Wednesday, 23 January 2013

Euro Area Loan Facility (Amendment) Bill 2013: Second Stage (Resumed)

 

12:30 pm

Photo of Éamon Ó CuívÉamon Ó Cuív (Galway West, Fianna Fail) | Oireachtas source

I will explain. That was the only risk to these preference shares. We were getting an interest rate of 10% on them. The Minister sold €1 billion worth of preference shares at par. He was getting 10% from the bank on the shares and borrowing at about 4%, so he had 6%, which is €60 million, of a gain every year from these shares. That would have paid for the reduction to the carer's allowance and left €30 million in change, and all the cuts by the Minister for Social Protection which caused all the rifts in the Government ranks need not have happened.

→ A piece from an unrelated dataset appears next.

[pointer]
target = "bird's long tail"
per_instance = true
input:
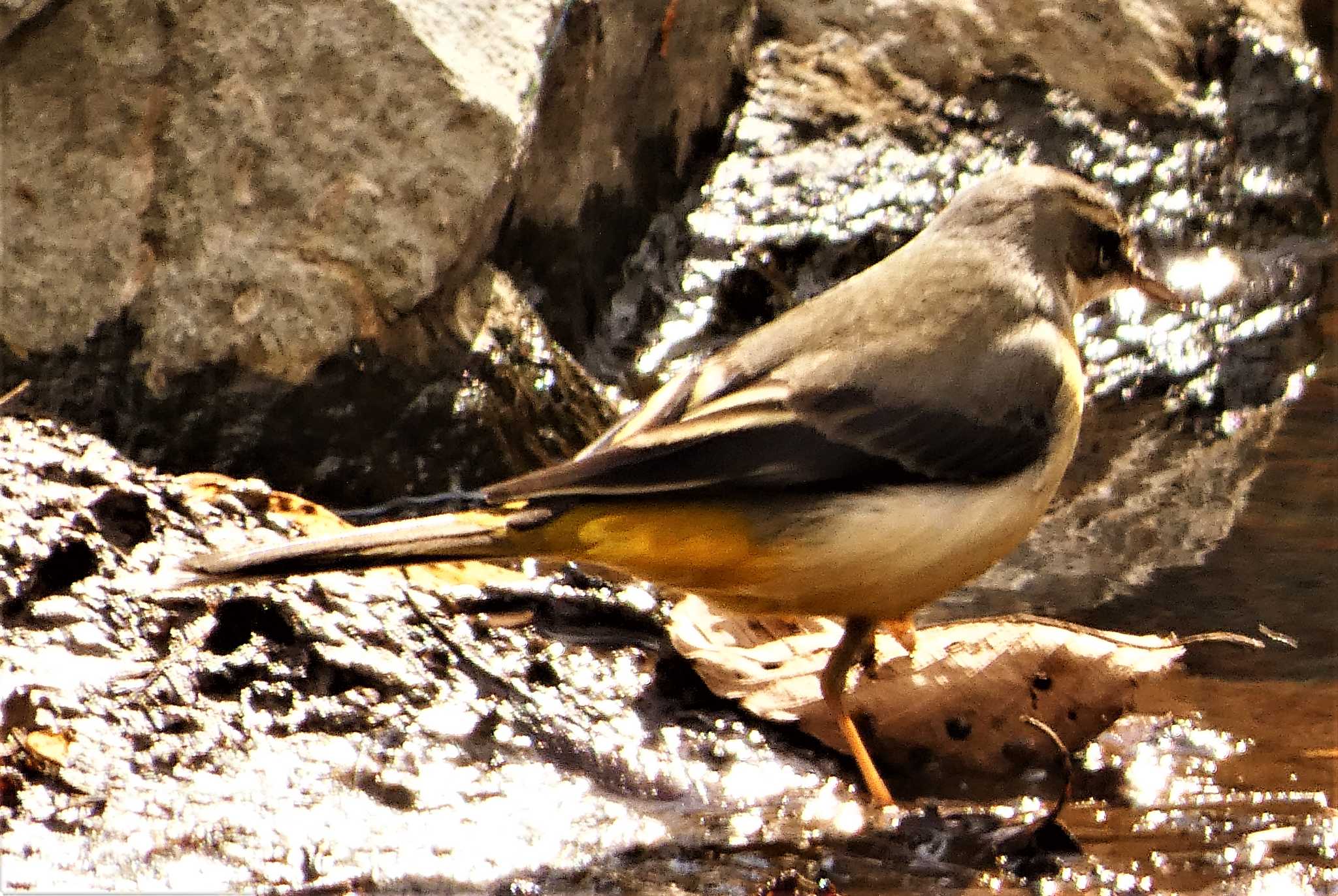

What did the Minister do? He sold the family silver, the money we put in at a very high coupon. His justification was that the sale proved people had faith in the Bank of Ireland. It did not show any confidence on the Minister's part in the Bank of Ireland because he was getting a fantastic return on his money. He was able to borrow at less than half the lending rate, yet he sold the goose that was laying golden eggs.


Then he made an even more extraordinary statement:

The total value thus far of preference shares and CoCo investments was €7 billion. I wouldn’t be averse to selling the preference shares and contingent capital on par, if you take out what the taxpayer put in. We’re not trying to make a profit on that.
The Minister says he is not trying to make a profit on our investments. What kind of lula land are we living in?